The recent Northwestern study certainly has us buzzing. It’s important to remember that even the healthiest food can be dangerous in excess and eggs are no exception. However, they are still a great source of essential amino acids, choline, and iron. Additionally, previous studies have shown us the importance of the cholesterol we get from eggs. Cholesterol is responsible for hormone production,cell membrane fluidity, and brain function. A 2008 study even showed us that the elderly with the best memory function had the highest levels of cholesterol!
There is 300 mg of cholesterol in two eggs and at any given time there is roughly 10,000 mg of cholesterol in our blood. So, will and additional 300 mg make a difference? Probably not.
It is important to remember that heart disease is a lifestyle illness and more than just egg consumption comes into play. Things like physical activity, stress, daily diet, and genetic expression all play a role.
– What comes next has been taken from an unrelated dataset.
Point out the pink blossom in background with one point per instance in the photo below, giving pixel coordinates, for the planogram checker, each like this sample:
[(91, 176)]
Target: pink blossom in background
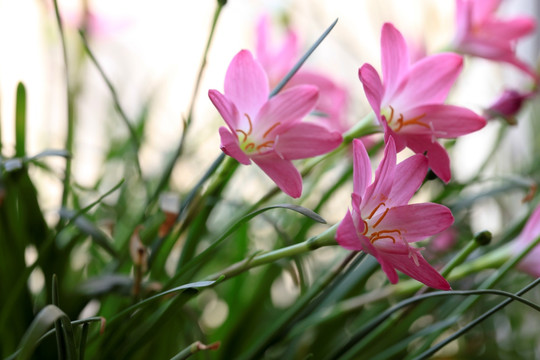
[(94, 22), (531, 262), (277, 61), (382, 223), (481, 33), (408, 101), (508, 105), (269, 132)]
So, don’t give up eggs that easily, be sure to check your facts and know that not all studies are created equal.
Lastly, don’t forget to source your eggs from free range hens to ensure they are packed full of nutrients and anti-inflammatory omega-3s!
My favorite egg brands:
Pete & Gerry’s Organic
Your local farmer
Personally, I enjoy eggs daily. I may have one for breakfast, lightly fried in coconut oil on top of sautéed kale or if dinner is a little light I will add an egg on top to round it out. In my experience, eggs only enhance meals making them more filling, satisfying, and more nutritious. To maintain the nutrient content, keep the yolks on the softer side and use high heat oils like coconut, avocado, or ghee for cooking.